Although our Celestyal Olympia cruise ship stopped for less than six hours on the island of Patmos, I was eager to visit the cave where St. John the Evangelist was said to have written the Book of Revelation, the last book in the New Testament of the Bible.

To reach Patmos, we took tender boats from the Olympia to the island, then had a short shuttle ride. We climbed winding alleyways halfway up a hill to the sacred cave. The Greek island has a population of about 3,000 and is difficult to visit except by ship.

Patmos was designated a “Holy Island” by the Greek Parliament in 1981. It also was proclaimed a World Heritage Site by UNESCO in 1999.

St. John’s Monastery was founded in 1088.

“St. John was exiled here from his home in Ephesus by the Roman emperor Domitian,” said tour guide Angela. “It was his punishment for preaching the gospel. One of Jesus’ disciples, St. John was more than 90 years old when he was exiled here and it was very very difficult for him.”

Sent to Patmos in 95 AD, St. John was exiled for about 18 months. Praying in a cave, St.

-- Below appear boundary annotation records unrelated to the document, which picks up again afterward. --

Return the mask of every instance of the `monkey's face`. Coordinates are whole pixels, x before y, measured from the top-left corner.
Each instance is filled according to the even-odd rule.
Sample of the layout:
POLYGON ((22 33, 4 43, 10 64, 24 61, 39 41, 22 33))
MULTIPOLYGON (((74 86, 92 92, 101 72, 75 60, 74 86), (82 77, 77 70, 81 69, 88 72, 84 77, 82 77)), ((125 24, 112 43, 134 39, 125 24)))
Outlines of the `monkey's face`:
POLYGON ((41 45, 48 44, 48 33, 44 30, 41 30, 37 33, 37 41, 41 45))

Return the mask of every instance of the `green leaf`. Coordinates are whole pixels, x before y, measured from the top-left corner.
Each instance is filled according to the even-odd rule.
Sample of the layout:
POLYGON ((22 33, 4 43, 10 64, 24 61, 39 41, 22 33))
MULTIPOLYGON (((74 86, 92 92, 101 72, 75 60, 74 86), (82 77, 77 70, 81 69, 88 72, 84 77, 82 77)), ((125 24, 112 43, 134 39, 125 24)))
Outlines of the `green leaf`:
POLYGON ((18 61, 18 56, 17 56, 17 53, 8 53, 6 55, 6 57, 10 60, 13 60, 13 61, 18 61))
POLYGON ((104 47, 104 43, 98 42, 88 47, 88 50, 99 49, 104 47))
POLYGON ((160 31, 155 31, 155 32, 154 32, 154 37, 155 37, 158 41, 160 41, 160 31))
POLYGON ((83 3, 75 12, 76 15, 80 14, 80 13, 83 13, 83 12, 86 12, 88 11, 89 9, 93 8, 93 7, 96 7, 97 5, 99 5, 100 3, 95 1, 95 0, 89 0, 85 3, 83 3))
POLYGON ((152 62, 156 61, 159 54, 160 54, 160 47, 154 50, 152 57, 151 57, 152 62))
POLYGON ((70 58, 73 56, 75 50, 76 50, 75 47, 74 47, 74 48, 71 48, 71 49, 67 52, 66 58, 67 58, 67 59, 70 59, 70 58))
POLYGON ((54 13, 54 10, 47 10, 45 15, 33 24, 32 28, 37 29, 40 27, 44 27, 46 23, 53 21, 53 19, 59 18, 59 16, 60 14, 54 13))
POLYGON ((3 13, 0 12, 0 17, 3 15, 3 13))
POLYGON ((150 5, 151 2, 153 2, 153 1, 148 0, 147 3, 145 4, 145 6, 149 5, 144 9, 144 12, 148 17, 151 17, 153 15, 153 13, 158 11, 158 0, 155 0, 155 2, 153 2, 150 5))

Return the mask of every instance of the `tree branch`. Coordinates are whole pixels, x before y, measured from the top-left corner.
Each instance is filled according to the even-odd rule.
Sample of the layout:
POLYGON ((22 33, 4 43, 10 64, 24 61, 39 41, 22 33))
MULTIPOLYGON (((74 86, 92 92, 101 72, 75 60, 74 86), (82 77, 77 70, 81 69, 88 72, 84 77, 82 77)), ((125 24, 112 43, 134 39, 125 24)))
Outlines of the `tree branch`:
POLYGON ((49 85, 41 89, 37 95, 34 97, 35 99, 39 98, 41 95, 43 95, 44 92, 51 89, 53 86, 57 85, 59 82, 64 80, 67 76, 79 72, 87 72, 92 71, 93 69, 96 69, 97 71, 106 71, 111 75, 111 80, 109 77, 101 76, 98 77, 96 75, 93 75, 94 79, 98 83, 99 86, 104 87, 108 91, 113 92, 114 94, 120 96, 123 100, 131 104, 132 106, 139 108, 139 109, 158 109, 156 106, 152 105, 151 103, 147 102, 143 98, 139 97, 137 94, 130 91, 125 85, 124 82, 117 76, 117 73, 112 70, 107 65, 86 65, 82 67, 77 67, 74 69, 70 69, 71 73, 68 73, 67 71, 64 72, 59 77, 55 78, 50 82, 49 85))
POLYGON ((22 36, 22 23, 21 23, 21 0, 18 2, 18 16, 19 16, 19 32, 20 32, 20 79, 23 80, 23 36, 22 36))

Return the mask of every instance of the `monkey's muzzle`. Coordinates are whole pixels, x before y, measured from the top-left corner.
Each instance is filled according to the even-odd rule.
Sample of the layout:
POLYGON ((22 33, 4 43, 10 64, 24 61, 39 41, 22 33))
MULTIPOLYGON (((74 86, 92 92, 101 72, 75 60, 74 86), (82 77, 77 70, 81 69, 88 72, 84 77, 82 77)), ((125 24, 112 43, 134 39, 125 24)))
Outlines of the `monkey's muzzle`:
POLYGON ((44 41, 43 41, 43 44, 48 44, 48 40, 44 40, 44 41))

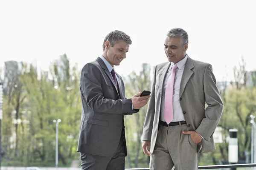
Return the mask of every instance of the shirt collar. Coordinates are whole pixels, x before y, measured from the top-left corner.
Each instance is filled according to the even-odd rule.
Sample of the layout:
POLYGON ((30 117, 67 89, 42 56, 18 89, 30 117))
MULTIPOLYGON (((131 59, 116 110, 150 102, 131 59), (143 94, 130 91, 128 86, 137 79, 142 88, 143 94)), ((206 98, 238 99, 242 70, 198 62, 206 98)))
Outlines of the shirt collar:
POLYGON ((111 72, 111 71, 112 71, 113 67, 112 67, 112 65, 111 65, 111 64, 110 64, 108 61, 107 61, 107 60, 105 59, 105 58, 104 58, 103 56, 100 56, 99 57, 99 58, 100 58, 102 60, 103 60, 103 62, 104 62, 104 63, 105 63, 105 65, 107 66, 108 70, 110 72, 111 72))
POLYGON ((184 66, 184 65, 185 65, 185 64, 186 64, 186 62, 187 59, 188 59, 188 55, 186 54, 186 56, 185 56, 185 57, 184 57, 183 58, 183 59, 182 59, 182 60, 181 60, 180 61, 177 63, 175 64, 174 62, 171 62, 171 65, 170 65, 170 68, 172 68, 173 65, 174 65, 175 64, 176 64, 177 65, 177 66, 178 67, 178 68, 179 69, 179 70, 180 70, 181 68, 182 67, 183 67, 184 66))

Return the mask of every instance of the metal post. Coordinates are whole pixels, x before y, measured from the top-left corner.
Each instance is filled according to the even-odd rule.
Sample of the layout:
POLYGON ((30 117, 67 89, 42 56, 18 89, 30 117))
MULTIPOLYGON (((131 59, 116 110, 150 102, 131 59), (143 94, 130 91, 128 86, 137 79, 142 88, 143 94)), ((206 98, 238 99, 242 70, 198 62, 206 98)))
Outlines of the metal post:
POLYGON ((251 163, 256 162, 256 152, 255 150, 256 149, 256 124, 254 122, 255 116, 251 114, 250 116, 251 119, 250 121, 252 124, 251 126, 251 163))
POLYGON ((56 168, 58 168, 58 124, 61 122, 61 120, 59 119, 57 121, 55 119, 53 120, 53 122, 56 123, 56 132, 55 132, 55 166, 56 168))
POLYGON ((0 170, 1 170, 1 154, 2 150, 2 144, 1 141, 2 140, 1 131, 2 128, 2 119, 3 119, 3 84, 0 82, 0 170))
MULTIPOLYGON (((230 164, 236 164, 238 162, 238 146, 237 129, 230 129, 230 140, 228 145, 228 162, 230 164)), ((236 168, 231 168, 230 170, 236 170, 236 168)))

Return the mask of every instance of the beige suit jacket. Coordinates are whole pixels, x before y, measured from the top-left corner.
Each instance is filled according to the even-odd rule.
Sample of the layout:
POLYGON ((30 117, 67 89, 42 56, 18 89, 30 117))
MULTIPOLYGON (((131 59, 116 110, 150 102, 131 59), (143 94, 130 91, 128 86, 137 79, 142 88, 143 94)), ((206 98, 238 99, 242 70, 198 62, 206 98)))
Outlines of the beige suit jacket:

John was said to have been visited by God with visions of what was to come to pass.

“God’s voice was so loud that it cracked the ceiling in the cave in three places,” Angela said. “It was a symbol of the Holy Trinity – God the Father, the Son and the Holy Spirit.”

St. John’s Monastery rises over the island of Patmos.

Angela also pointed out a natural rock desk where St. John was said to have written Revelation and a hole in the wall where he reportedly rested his head. Another carved-out hole in the cave wall is where St. John would place his hand.

Dark and incense scented, the cave does seem to be filled with a strange yet peaceful feeling. No photos are allowed in the cave so I can’t show you what it looked like. However, I can tell you that stepping back out into the brilliant azure blue of the island sky and Aegean Sea was a relief.

A monk welcomes visitors to the museum at St. John’s Monastery.

After the cave, we walked to the monastery founded in 1088 by a monk named Christodoulos to honor St. John. There, black-robed monks keep an eye over the museum’s treasures – an amazing collection of icons, sacred relics, original manuscripts, and vestments embroidered with silver and gold threads and bejeweled with precious stones. Again, photos were not allowed.

Walking back down the narrow streets lined with glittering whitewashed houses, we browsed through some of the crafts and other items for sale. One of the popular gifts is the “evil eye” charm said to ward off curses. Sold often in Greece and Turkey, the bright blue eye charms are available in necklaces, rings, keychains and wall hangings.

Shops line streets of Patmos.

Catching the tender back to the ship, we enjoyed a Greek barbecue by the pool for dinner. That happy event was a welcome fun finale to a day spent walking through the heavy images of St. John’s Book of Revelation.